The other study looked for correlations between cannabis use and components of the endocannabinoid system in people over the age of 60 [93]. Researchers investigated how short-term administration of exogenous cannabinoids can modulate the balance of the body’s endogenous cannabinoid system. Although no statistically significant effect of cannabis use on the evaluated lipid parameters was observed, the study confirmed a significant positive correlation between 2-AG (2-arachidonyloglicerol) and TG levels, which has been reported in other papers before [94].

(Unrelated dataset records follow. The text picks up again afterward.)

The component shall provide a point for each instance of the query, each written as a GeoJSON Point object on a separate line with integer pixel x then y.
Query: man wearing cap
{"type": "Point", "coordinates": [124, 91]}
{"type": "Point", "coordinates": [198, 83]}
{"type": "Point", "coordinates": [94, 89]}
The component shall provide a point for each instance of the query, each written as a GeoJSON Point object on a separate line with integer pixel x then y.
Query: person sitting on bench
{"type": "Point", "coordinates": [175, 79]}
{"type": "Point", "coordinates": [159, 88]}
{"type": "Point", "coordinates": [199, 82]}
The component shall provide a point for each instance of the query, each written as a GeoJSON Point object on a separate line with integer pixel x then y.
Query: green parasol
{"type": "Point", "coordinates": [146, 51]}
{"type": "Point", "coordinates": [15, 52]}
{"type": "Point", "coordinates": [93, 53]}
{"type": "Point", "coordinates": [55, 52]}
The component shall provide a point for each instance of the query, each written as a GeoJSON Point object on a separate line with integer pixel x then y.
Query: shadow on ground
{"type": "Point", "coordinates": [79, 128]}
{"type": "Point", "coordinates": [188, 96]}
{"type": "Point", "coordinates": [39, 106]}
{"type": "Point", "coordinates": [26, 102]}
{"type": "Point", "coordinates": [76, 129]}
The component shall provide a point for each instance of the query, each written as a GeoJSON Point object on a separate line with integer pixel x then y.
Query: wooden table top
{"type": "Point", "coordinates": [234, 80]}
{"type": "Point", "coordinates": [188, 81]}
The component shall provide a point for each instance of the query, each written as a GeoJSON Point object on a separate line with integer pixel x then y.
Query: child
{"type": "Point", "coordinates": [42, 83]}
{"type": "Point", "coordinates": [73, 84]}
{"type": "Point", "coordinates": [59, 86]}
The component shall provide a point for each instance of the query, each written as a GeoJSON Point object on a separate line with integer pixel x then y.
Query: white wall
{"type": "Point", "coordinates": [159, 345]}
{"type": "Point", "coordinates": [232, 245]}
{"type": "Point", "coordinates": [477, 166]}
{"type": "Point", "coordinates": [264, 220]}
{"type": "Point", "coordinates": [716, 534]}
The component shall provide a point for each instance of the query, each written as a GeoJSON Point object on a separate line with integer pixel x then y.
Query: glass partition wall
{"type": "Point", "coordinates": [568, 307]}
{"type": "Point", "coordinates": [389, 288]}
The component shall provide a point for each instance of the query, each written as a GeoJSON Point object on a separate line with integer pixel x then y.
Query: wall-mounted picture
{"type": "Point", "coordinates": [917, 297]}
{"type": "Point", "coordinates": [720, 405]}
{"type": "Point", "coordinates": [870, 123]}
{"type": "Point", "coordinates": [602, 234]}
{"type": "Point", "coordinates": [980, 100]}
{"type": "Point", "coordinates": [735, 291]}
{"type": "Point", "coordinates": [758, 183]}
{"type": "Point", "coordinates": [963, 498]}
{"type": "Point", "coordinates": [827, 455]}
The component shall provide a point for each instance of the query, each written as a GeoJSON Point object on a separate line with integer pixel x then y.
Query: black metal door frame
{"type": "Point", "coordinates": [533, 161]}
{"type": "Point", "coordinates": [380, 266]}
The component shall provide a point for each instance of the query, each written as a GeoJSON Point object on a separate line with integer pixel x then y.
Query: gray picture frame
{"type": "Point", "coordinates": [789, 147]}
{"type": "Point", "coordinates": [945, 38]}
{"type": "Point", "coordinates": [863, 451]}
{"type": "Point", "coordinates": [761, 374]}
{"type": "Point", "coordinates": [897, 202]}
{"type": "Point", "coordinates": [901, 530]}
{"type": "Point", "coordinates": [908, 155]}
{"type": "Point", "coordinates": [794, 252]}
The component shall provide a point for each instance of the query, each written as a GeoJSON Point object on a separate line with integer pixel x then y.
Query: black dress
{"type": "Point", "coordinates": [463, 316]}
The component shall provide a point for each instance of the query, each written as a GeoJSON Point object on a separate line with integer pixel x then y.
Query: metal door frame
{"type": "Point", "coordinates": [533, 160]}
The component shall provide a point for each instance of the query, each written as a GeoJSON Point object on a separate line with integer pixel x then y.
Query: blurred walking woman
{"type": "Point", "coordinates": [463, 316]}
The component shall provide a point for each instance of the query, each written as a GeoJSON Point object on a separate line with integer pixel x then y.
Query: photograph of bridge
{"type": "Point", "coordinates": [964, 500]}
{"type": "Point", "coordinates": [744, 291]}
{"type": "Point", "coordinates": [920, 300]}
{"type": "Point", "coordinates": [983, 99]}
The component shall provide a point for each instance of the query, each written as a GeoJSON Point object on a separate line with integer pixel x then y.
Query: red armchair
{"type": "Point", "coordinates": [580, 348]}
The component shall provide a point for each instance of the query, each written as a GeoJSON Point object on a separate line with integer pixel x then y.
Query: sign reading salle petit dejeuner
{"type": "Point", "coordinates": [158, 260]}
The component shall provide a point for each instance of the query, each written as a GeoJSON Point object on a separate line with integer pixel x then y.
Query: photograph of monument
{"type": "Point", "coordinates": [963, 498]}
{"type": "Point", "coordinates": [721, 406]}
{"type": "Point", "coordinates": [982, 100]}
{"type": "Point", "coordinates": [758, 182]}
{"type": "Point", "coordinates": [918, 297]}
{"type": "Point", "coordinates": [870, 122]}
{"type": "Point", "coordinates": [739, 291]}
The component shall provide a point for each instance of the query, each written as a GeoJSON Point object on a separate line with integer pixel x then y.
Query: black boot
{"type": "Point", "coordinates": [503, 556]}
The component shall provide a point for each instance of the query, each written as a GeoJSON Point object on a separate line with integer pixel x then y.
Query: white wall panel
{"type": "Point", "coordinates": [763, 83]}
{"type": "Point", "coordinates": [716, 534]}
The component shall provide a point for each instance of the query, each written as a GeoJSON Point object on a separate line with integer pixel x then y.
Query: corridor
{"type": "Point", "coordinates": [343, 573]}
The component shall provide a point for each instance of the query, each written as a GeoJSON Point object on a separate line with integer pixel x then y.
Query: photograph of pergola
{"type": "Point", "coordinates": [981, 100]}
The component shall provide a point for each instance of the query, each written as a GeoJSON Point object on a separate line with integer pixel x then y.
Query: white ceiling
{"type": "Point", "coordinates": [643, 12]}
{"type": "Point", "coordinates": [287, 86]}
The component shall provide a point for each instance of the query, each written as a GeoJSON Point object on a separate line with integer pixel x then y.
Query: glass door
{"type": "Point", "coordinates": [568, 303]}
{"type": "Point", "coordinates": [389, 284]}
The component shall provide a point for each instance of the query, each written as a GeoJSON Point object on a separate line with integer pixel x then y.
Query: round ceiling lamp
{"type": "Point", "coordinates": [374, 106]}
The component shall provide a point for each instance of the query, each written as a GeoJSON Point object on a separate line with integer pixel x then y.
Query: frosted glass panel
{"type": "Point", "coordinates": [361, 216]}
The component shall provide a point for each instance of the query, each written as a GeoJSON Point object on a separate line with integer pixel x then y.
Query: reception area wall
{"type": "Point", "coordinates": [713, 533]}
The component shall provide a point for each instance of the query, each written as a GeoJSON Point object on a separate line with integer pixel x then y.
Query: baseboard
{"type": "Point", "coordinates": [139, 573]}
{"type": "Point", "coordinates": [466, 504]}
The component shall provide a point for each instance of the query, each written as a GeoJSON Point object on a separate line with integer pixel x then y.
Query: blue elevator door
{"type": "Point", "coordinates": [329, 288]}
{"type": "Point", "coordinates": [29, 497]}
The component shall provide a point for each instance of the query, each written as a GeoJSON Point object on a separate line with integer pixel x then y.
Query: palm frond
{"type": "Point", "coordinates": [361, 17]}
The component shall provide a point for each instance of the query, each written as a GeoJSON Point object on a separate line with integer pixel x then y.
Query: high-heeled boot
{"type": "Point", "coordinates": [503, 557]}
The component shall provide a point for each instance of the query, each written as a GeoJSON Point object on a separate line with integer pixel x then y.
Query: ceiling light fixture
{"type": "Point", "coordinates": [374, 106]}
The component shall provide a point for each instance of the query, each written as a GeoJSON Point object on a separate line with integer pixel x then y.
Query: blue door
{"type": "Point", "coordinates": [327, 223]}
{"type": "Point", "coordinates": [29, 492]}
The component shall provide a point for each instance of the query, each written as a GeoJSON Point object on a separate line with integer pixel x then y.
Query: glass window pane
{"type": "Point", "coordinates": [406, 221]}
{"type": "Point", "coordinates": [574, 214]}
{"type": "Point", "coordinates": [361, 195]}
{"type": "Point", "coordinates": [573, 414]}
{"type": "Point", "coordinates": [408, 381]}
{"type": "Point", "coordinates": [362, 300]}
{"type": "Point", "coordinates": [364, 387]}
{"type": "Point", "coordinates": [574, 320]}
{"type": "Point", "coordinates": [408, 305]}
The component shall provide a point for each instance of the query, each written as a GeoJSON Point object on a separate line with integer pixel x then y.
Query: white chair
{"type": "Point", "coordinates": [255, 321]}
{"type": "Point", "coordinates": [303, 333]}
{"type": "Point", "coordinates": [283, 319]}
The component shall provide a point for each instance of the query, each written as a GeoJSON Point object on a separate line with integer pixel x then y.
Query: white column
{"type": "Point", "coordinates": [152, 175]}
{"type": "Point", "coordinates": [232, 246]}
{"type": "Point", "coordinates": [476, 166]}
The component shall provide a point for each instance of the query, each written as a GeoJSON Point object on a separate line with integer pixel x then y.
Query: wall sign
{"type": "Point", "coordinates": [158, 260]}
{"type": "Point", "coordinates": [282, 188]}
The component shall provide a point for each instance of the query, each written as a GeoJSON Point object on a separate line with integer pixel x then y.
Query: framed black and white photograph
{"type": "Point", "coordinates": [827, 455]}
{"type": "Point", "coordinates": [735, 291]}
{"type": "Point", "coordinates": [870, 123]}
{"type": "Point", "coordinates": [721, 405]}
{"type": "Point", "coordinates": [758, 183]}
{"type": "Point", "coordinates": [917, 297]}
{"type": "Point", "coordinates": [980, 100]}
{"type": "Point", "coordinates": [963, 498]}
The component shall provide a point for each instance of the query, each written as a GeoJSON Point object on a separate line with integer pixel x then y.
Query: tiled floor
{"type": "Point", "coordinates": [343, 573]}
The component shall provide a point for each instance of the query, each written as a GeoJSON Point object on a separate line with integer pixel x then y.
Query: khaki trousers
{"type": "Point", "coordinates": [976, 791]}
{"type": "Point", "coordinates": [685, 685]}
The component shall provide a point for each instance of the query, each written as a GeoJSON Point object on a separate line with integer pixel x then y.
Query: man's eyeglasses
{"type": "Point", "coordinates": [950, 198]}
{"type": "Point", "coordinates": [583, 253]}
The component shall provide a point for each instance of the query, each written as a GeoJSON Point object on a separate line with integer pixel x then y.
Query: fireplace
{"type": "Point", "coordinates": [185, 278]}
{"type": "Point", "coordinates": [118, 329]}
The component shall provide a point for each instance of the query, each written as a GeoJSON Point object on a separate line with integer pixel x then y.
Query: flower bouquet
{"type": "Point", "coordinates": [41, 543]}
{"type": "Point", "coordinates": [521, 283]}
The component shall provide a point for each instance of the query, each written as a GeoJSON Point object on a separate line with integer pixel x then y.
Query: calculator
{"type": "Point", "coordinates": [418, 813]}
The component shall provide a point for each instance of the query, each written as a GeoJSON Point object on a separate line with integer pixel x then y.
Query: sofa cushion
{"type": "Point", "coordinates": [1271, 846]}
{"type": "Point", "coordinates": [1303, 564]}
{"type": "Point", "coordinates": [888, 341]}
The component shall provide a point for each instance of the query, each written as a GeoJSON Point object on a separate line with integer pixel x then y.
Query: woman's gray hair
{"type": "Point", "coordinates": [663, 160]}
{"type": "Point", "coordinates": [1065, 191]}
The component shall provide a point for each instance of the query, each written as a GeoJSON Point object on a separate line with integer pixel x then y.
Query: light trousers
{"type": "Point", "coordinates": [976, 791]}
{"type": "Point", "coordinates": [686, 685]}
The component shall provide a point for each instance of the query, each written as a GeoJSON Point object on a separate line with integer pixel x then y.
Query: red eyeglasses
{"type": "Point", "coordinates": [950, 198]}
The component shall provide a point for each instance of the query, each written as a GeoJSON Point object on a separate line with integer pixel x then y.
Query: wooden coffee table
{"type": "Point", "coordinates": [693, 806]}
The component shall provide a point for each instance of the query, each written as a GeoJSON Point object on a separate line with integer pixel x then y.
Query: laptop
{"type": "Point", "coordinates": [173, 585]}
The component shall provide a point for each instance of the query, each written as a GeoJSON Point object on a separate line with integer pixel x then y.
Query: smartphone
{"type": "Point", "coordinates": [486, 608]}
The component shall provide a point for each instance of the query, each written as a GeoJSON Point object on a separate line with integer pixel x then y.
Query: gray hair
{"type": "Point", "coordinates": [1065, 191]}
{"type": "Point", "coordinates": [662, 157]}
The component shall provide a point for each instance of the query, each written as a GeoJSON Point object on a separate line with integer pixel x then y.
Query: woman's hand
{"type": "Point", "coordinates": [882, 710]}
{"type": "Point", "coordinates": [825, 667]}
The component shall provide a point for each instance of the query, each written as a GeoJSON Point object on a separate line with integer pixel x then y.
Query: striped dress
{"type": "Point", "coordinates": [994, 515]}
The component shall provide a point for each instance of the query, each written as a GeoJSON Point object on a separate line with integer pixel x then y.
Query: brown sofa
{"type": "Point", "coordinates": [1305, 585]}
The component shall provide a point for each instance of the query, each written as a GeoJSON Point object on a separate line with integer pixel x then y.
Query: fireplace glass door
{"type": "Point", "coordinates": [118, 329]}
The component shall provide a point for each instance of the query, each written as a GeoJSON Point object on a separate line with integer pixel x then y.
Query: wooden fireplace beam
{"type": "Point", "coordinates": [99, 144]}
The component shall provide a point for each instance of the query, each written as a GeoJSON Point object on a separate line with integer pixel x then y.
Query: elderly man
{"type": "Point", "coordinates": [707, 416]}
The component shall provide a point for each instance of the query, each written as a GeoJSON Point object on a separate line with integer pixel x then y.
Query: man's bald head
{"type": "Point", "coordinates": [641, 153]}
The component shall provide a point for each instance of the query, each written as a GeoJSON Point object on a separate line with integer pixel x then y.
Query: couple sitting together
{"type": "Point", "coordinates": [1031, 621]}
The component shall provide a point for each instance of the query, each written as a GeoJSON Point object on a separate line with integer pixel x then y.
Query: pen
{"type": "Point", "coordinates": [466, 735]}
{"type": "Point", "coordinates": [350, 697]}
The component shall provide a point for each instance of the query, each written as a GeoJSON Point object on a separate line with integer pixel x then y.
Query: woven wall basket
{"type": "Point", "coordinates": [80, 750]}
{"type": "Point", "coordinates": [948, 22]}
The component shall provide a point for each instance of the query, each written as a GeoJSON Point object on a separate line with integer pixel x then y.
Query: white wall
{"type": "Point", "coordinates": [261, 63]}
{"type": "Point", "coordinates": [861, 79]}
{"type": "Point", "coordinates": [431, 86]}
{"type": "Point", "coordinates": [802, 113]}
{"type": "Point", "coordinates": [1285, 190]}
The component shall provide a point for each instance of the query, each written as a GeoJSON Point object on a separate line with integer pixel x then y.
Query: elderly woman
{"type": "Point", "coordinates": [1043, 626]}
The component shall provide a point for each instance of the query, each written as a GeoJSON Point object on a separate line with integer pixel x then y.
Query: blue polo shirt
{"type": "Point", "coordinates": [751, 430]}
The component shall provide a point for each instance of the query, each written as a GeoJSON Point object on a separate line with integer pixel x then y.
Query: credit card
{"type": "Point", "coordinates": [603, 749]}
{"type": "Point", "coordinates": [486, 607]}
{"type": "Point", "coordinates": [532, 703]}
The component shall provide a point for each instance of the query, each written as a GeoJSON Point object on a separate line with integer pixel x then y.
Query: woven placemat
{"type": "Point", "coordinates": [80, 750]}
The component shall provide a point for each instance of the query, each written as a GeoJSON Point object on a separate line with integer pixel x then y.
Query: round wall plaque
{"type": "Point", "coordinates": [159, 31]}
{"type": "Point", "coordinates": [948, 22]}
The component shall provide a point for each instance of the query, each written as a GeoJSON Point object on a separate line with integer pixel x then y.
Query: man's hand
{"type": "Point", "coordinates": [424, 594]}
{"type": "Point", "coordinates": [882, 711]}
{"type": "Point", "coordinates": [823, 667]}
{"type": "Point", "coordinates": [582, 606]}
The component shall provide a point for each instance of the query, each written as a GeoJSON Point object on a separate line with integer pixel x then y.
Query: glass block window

Some data implies CBD preparations may lower postprandial triglycerides. One article showed a statistically significant reduction in TG levels between the CBD group and the placebo group in measurements performed 30 min after ingestion of CBD [76]. The mechanism of this phenomenon remains unclear, as the measured concentrations of CBD and its metabolites remained relatively low in the early postprandial period.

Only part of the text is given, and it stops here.